[GRASS5] Re: intersect sites with polygons?

Glynn Clements glynn.clements at virgin.net
Wed Jul 3 15:45:02 EDT 2002


Christoph Simon wrote:

> > 1. It's arguable that r.mapcalc should be changed here; the token
> > sequence ["10", "a"] doesn't have a parse. OTOH, numeric literals are
> > also valid (and not uncommon) map names, but clearly they have to
> > tokenise as numeric literals.
> 
> The scanner doesn't know if the sequence of found tokens will make
> sense to the parser, so the difference is wether the scanner sends one
> token type name or string with value "10a" to the parser, or two
> tokens, one number "10" and one name or string with value "a". If "+"
> can be part of an unquoted name, any token separator will be
> necessary. My rationale was that it's easier to insert a few more
> spaces than to qote such names. OTOH, I don't want to suggest that
> r.mapcalc must change the same way. It has been around for many years
> and people got used to it. Changing that might have some bad side
> effects.

Well, the trend in language design seems to be moving away from
requiring whitespace. More generally, the trend in language design
seems to be ever-closer compatibility with C; it's open to debate as
to whether this is good or bad, but it's getting pretty clear that
taking an opposite path in any particular instance is going against
the flow.

> > 2. The new r.mapcalc (src/raster/r.mapcalc3) allows either newline or
> > semicolon. Ignore src/raster/r.mapcalc; that is no longer used.
> 
> I'm not really happy with the idea the newline is necessarily an
> end-of-statement mark. For now it's not. It'll be probably best to
> delay this until realworld usage can be tested.

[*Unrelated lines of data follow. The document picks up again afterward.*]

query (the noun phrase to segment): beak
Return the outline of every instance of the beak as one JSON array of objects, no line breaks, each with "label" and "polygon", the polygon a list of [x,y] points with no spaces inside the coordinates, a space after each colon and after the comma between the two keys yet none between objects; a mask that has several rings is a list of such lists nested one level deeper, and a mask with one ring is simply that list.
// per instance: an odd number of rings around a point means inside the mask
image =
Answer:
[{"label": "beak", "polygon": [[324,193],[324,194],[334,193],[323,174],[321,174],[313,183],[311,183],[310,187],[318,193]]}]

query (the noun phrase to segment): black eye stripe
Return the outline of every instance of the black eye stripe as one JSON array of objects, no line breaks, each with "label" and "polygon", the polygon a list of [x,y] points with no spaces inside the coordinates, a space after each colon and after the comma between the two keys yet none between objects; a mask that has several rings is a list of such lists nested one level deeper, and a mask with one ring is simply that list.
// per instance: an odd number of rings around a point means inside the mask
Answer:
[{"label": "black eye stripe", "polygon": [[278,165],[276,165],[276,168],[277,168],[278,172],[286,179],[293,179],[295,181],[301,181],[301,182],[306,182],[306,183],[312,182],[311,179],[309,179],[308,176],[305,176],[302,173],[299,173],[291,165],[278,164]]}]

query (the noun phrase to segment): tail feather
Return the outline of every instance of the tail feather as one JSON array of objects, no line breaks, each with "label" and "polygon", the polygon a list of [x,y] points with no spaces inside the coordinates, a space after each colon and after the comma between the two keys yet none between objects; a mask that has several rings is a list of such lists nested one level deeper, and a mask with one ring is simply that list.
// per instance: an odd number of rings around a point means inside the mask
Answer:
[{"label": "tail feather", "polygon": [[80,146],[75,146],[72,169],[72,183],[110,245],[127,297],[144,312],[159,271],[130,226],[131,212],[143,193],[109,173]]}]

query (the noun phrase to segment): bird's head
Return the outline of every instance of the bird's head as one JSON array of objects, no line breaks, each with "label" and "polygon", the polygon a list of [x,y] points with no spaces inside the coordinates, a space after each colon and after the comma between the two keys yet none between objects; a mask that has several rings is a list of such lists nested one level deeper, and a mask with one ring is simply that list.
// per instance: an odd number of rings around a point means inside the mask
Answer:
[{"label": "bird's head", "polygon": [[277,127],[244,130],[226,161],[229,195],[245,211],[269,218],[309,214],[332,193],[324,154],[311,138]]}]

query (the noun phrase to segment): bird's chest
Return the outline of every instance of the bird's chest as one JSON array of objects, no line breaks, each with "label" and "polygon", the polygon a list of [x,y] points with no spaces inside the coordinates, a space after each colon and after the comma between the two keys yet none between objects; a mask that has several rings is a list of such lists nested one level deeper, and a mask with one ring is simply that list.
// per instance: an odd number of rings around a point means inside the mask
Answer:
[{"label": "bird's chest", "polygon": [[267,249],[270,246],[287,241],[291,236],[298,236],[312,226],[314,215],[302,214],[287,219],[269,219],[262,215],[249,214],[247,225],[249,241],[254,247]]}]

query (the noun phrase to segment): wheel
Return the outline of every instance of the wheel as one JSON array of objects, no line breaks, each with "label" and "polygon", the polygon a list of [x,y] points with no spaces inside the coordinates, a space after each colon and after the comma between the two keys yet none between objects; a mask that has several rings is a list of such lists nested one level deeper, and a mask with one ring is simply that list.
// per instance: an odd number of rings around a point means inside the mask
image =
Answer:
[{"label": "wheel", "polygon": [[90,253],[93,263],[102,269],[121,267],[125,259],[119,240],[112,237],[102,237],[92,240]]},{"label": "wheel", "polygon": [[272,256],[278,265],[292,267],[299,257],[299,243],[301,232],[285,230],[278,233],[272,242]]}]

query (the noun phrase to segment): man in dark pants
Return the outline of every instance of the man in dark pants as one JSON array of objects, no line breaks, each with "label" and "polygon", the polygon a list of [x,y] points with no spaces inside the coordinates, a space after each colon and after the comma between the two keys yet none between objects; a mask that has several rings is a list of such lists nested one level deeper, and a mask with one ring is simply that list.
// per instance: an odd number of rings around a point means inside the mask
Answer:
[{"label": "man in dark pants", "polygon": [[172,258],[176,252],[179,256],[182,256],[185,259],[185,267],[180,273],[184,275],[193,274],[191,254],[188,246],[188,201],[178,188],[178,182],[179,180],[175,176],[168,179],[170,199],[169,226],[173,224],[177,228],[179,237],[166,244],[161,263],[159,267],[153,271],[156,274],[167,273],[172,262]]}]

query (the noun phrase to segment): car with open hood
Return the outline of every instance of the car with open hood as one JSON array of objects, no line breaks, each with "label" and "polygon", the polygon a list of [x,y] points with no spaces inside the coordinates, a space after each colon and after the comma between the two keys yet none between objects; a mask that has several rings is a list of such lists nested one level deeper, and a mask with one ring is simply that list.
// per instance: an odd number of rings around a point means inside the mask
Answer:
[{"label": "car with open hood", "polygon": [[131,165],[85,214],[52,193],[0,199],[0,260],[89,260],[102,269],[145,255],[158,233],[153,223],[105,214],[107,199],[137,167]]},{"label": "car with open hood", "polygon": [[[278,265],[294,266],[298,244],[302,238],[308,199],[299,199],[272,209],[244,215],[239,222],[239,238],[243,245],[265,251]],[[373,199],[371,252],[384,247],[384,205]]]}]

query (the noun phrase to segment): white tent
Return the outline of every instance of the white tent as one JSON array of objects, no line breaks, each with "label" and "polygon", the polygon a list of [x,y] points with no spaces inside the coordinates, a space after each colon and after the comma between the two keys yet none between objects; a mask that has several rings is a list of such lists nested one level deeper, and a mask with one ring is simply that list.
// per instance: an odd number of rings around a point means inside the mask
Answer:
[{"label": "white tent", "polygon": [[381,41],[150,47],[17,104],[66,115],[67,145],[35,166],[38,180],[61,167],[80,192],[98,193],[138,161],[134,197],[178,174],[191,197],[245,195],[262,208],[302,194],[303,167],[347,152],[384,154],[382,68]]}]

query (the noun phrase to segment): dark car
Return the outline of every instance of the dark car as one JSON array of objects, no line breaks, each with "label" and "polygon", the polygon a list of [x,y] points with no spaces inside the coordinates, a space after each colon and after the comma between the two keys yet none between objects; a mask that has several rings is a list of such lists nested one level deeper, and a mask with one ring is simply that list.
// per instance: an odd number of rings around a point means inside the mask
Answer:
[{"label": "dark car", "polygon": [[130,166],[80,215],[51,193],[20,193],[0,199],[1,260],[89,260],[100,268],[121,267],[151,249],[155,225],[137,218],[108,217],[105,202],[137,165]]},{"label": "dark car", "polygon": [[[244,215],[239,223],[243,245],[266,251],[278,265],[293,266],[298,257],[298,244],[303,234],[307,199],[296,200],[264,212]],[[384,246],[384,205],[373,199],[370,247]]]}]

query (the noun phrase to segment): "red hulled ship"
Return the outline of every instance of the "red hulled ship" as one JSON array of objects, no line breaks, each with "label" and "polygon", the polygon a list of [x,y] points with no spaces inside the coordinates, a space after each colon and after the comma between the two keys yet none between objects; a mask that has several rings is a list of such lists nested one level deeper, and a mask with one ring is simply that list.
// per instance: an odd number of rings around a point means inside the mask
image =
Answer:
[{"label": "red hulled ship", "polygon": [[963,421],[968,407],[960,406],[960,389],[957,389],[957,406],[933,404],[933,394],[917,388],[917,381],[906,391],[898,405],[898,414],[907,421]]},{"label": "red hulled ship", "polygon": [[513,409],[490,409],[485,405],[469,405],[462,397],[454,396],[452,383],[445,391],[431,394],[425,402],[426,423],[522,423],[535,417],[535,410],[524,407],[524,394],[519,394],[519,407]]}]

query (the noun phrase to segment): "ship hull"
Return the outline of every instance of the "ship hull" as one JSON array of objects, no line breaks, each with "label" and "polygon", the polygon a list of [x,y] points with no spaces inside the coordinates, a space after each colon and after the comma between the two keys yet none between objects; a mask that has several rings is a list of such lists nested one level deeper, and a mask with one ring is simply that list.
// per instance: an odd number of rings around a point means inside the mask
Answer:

The main factor is the complexity of a typical statement. For
r.mapcalc, the most common usage is a single expression with a few
operators, included on the command line. Beyond that, most expressions
fit on one line, so it's easier to require a backslash for multi-line
statements than to require a semicolon per statement.

OTOH, it sounds as if v.mapcalc is aimed more at substantial scripts
than simple expressions; in which case, multi-line statements may be
far more common. If the overall syntax differs significantly from
r.mapcalc, it may help to pick a different name, to avoid implying a
similarity which doesn't really exist.